After some playing around, it's possible to mirror all nltk_data packages on Zenodo and uploading /update them automatically, e.g.
import requests
import xml.etree.ElementTree as ElementTree
import json
# Use the access code from Zenodo, see https://zenodo.org/account/settings/applications/tokens/new/
ACCESS_TOKEN = '...'
# Download and reads the index.xml
index_url = 'https://raw.githubusercontent.com/nltk/nltk_data/gh-pages/index.xml'
nltk_index = ElementTree.fromstring(requests.get(index_url).content).find('packages')
pathto_nltkdata_locally = '/Users/alvas/nltk_data/'
for package in nltk_index.findall('package'):
# Gets the package meta-data from index.xml
nltk_json = package.attrib
r = requests.get('https://zenodo.org/api/deposit/depositions',
params={'access_token': ACCESS_TOKEN})
# Gets a new access Zenodo ID for this package.

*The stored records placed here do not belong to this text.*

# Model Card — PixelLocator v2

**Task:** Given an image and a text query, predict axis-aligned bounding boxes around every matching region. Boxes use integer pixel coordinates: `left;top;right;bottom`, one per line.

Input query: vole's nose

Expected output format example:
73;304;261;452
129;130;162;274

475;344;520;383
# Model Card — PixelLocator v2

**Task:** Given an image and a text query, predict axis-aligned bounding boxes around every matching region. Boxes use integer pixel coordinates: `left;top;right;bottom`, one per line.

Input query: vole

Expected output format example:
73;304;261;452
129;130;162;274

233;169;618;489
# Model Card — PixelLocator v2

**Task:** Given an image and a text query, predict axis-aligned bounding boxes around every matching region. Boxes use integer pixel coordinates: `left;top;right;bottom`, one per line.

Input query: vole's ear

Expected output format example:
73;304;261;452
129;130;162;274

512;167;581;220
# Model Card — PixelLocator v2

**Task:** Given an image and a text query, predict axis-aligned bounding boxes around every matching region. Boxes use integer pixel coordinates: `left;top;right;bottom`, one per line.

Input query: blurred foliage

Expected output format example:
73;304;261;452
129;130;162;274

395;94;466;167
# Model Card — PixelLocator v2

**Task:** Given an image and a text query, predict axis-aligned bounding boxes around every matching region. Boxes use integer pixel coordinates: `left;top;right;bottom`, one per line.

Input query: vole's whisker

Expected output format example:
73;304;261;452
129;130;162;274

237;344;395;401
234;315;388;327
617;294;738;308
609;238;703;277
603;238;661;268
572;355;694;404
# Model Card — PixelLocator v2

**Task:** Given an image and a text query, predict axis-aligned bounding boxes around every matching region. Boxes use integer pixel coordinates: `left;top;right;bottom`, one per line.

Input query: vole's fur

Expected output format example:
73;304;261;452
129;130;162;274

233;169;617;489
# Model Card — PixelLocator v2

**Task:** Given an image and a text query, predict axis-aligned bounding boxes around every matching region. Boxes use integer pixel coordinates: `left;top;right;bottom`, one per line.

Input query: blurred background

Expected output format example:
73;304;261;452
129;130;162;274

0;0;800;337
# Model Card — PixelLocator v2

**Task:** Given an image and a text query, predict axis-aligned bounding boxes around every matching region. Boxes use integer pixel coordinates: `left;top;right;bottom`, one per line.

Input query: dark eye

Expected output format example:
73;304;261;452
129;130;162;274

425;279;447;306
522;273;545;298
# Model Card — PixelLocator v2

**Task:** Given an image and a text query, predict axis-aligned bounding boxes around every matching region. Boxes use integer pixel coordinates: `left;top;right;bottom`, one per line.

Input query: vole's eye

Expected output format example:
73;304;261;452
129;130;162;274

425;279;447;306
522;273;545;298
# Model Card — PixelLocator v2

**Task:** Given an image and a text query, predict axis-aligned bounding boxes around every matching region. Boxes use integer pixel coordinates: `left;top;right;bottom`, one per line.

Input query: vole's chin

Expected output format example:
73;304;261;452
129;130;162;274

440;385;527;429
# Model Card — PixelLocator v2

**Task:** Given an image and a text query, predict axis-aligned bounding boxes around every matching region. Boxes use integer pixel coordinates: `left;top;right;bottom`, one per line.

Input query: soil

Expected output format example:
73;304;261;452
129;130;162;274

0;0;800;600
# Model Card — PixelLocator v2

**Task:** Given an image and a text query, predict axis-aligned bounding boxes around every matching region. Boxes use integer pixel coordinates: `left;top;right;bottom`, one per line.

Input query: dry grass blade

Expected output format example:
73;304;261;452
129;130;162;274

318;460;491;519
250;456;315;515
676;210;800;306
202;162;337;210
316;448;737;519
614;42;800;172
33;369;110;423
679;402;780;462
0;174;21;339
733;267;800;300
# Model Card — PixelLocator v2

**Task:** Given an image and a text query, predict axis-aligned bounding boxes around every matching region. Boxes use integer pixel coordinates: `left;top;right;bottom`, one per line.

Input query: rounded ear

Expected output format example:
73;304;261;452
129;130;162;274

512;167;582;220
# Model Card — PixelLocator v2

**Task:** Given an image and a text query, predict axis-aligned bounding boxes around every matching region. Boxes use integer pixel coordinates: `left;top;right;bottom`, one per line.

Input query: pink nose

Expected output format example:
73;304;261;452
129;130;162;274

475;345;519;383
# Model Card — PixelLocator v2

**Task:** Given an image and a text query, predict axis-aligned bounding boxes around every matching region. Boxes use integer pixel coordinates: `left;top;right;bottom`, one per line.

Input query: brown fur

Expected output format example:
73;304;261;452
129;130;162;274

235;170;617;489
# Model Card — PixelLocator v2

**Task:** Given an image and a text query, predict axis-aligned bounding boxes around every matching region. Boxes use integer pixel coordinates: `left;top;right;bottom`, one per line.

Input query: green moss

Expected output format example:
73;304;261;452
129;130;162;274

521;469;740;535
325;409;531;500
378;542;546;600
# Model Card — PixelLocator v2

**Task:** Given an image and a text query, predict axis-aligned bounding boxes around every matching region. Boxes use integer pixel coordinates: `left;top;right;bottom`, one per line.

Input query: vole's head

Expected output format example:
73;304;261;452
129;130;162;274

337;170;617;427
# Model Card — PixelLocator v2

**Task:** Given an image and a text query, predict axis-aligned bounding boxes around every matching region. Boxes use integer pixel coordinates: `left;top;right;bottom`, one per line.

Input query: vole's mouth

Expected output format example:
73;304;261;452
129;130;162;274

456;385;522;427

headers = {"Content-Type": "application/json"}
r = requests.post('https://zenodo.org/api/deposit/depositions',
params={'access_token': ACCESS_TOKEN}, json={},
headers=headers)
deposition_id = r.json()['id']
# Find path to package locally.
package_location = pathto_nltkdata_locally + nltk_json['url'][67:]

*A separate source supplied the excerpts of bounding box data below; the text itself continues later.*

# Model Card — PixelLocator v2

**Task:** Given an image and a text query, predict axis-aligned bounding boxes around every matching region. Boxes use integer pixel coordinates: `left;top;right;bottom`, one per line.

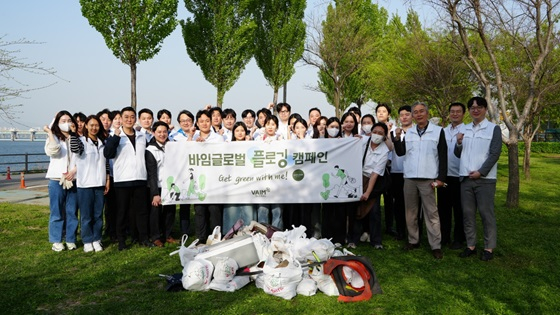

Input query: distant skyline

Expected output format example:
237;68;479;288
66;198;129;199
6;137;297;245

0;0;435;130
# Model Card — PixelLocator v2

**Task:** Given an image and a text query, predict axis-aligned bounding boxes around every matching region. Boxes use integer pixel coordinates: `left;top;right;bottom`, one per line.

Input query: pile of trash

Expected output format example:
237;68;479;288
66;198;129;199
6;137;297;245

166;220;382;302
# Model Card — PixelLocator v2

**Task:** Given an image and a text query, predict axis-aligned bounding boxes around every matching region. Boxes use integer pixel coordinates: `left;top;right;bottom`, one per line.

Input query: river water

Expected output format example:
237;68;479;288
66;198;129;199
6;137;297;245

0;140;49;173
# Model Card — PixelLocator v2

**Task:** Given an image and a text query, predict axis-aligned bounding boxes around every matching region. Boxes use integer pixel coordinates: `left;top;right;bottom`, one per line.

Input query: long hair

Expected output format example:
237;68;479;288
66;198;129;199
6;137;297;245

51;110;78;140
340;112;358;136
83;115;107;142
231;121;247;141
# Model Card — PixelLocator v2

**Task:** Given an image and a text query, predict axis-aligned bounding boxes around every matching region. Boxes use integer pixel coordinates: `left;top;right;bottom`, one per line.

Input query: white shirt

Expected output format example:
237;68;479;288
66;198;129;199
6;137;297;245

443;123;465;177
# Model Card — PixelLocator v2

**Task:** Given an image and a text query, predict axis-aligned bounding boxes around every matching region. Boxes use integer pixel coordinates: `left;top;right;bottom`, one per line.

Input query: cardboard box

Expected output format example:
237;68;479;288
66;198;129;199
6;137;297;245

196;235;259;268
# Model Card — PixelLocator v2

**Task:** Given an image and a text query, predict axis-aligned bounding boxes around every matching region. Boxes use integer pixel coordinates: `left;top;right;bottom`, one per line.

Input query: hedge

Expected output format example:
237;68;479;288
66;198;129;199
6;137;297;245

502;141;560;156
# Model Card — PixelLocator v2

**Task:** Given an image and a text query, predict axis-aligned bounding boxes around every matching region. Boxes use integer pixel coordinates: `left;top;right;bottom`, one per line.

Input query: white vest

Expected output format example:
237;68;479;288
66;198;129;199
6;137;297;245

443;123;465;177
76;136;107;188
403;123;441;179
45;136;76;179
113;131;148;183
459;119;498;179
146;145;165;188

# Uploads the File to Zenodo
files = {'file': open(package_location, 'rb')}
r = requests.post('https://zenodo.org/api/deposit/depositions/%s/files' % deposition_id,
params={'access_token': ACCESS_TOKEN}, files=files)
# Add the metadata.
data = {'metadata': {
'title': nltk_json['name'],
'description': json.dumps(nltk_json),
'upload_type': 'dataset',
}
}
r = requests.put('https://zenodo.org/api/deposit/depositions/%s' % deposition_id,
params={'access_token': ACCESS_TOKEN}, data=json.dumps(data),
headers=headers)
r = requests.post('https://zenodo.org/api/deposit/depositions/%s/actions/publish' % deposition_id,
params={'access_token': ACCESS_TOKEN} )
We can add these links to the index.xml and change the code in nltk.downloader.py to look for alternative mirror when the github raw content links fails, e.g.
<package
author="Philipp Koehn, University of Edinburgh" checksum="7621d5675990b1decc012c823716ee76"
id="europarl_raw"
name="Sample European Parliament Proceedings Parallel Corpus" size="12594977"
subdir="corpora"
unzip="1" unzipped_size="41396100"
url="https://raw.githubusercontent.com/nltk/nltk_data/gh-pages/packages/corpora/europarl_raw.zip"

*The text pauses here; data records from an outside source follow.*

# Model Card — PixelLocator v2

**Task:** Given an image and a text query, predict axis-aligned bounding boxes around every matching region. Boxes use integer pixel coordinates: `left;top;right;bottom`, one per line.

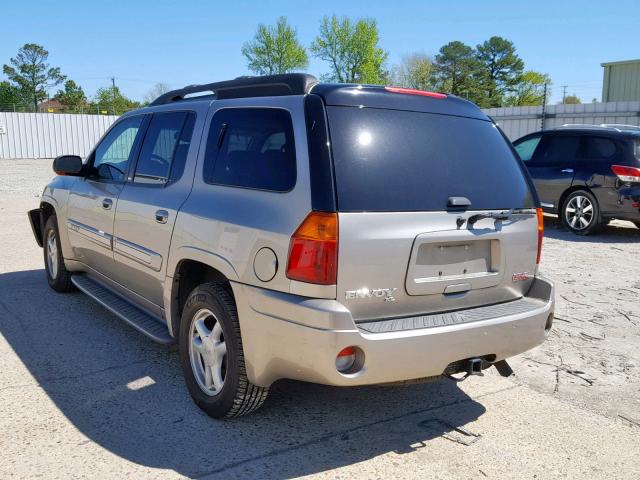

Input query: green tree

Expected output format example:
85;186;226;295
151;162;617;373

476;36;524;107
559;93;582;105
2;43;66;110
311;15;389;84
144;82;171;105
242;17;309;75
94;87;140;115
53;80;87;108
391;53;433;90
0;80;24;111
504;70;551;107
434;41;482;103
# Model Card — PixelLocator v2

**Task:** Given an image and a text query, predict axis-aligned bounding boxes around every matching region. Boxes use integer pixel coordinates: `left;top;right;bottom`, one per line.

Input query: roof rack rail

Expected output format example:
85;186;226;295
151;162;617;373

600;123;640;132
149;73;318;107
556;123;620;131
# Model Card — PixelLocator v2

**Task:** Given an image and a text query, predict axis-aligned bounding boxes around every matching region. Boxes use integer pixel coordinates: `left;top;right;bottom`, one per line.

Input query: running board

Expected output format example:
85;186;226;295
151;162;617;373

71;274;176;344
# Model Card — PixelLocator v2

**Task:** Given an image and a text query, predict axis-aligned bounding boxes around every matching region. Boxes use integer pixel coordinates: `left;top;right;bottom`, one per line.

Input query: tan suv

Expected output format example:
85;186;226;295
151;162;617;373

29;74;554;417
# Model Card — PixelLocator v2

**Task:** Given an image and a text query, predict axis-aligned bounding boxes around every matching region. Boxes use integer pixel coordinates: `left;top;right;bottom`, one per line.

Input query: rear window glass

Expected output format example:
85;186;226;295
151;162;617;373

534;135;580;165
204;108;296;192
327;107;535;211
514;135;542;162
585;137;616;158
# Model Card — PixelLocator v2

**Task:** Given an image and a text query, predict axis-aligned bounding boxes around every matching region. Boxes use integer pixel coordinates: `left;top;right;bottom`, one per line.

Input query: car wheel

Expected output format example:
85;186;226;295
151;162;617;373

179;283;269;418
560;190;605;235
42;215;74;293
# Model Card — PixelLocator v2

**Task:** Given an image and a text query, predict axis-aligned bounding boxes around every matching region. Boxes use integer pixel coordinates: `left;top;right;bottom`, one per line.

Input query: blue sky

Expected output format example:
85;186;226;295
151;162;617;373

0;0;640;102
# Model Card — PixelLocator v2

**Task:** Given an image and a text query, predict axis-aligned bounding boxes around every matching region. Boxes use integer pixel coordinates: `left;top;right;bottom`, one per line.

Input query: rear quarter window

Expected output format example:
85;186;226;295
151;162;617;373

204;108;296;192
327;106;535;211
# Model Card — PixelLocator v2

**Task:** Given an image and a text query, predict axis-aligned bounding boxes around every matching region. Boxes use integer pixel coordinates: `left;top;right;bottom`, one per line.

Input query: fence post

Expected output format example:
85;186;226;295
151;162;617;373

540;82;547;130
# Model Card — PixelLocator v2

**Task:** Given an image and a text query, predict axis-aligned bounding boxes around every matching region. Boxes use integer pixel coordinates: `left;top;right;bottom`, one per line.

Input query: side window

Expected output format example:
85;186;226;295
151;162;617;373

584;137;617;160
534;135;580;166
514;135;542;162
133;112;195;184
204;108;296;192
91;115;144;181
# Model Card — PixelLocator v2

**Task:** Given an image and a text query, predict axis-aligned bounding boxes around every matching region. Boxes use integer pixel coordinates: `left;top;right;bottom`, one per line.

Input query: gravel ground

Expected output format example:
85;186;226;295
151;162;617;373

0;160;640;479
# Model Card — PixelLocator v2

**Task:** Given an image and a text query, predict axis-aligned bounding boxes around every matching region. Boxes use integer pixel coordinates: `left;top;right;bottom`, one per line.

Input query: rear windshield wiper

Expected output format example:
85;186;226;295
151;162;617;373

467;209;515;225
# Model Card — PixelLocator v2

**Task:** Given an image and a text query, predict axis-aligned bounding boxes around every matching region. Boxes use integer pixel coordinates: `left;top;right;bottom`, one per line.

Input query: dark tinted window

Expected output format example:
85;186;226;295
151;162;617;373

514;135;542;162
327;107;535;211
534;135;580;165
584;137;616;159
91;115;144;181
204;108;296;192
134;112;195;183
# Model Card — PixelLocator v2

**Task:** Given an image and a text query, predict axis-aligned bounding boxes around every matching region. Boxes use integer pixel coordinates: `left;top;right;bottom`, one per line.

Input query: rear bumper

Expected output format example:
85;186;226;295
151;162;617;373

233;277;554;386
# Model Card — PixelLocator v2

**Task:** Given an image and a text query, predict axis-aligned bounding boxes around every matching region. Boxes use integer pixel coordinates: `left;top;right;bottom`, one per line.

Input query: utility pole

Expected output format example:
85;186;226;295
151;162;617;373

111;77;116;115
540;82;547;130
560;85;569;105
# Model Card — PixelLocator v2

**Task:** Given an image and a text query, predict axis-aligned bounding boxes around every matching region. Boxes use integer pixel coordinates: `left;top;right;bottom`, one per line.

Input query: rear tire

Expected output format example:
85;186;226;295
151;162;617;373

560;190;606;235
42;215;74;293
179;282;269;418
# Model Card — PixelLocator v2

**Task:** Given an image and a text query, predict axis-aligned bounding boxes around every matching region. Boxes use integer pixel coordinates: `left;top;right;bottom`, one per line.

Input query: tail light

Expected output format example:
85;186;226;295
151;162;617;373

611;165;640;182
536;208;544;265
384;87;447;100
287;212;338;285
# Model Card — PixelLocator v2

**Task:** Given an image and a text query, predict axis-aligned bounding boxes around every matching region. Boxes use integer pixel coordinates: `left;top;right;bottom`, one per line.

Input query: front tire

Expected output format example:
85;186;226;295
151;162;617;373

560;190;605;235
42;215;74;293
179;283;269;418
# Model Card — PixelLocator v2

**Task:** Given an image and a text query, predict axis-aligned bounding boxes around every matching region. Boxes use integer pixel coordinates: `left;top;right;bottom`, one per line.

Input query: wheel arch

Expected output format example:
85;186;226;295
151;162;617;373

40;201;60;227
167;258;235;338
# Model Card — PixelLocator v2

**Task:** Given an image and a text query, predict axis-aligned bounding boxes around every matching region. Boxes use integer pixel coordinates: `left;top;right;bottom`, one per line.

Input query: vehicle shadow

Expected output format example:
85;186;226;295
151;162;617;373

0;270;485;478
544;215;640;243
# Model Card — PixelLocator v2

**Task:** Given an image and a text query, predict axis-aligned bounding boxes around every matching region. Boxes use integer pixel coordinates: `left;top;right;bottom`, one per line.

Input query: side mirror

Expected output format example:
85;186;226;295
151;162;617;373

53;155;83;177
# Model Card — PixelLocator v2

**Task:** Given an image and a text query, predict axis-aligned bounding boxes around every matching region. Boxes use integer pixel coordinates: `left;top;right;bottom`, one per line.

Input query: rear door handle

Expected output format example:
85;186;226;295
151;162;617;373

156;210;169;223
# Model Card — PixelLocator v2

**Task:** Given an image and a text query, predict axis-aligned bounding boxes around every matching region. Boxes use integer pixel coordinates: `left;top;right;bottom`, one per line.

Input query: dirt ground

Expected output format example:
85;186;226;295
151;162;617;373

0;160;640;479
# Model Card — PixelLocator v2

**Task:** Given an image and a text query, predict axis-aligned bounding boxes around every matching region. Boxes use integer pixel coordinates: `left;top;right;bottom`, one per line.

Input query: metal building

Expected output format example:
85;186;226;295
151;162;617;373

601;60;640;102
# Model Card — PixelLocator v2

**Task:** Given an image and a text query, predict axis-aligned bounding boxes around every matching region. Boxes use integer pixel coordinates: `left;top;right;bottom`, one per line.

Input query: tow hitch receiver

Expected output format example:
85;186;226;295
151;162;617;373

467;358;484;377
445;358;484;382
493;360;513;377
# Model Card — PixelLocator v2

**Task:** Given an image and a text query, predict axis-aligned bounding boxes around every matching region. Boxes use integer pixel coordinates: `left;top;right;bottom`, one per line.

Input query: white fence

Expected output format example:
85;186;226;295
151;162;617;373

0;102;640;159
0;112;118;159
484;102;640;140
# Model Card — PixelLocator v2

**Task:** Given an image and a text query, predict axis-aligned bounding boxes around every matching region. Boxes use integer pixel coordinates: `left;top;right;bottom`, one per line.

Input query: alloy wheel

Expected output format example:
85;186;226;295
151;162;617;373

189;308;227;396
564;195;594;230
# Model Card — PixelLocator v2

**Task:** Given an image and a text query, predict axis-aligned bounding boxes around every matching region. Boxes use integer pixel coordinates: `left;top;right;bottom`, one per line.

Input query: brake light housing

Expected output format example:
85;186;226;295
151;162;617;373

536;208;544;266
384;87;447;100
611;165;640;183
287;212;338;285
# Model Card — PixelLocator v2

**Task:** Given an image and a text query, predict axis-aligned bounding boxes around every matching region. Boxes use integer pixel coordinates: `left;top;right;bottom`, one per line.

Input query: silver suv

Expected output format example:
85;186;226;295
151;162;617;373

29;74;554;417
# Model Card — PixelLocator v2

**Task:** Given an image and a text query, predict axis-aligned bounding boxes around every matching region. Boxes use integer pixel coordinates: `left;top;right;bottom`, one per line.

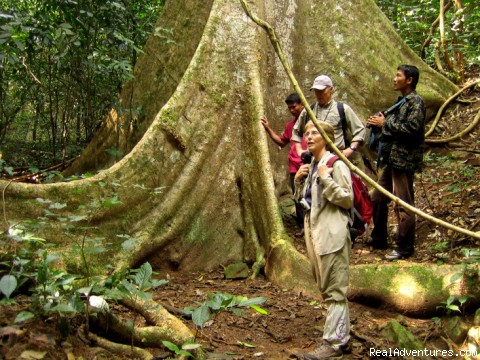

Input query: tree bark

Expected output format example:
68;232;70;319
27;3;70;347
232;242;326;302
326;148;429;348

1;0;457;316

url2="https://zenodo.org/record/123456/files/europarl_raw.zip"
webpage="http://www.statmt.org/europarl" />
Or perhaps have an index-github.xml and index-zenodo.xml
The code snippet above needs to be cleaned up and also there's a need to track the packages already uploaded to Zenodo such that we can update them when necessary.
But is this a viable idea? Suggestions? Alternative proposals?
@alvations: sorry for the delay. This looks like a great suggestion. Why don't we incorporate it experimentally as a backup option, and then if it seems stable, switching to it as the default?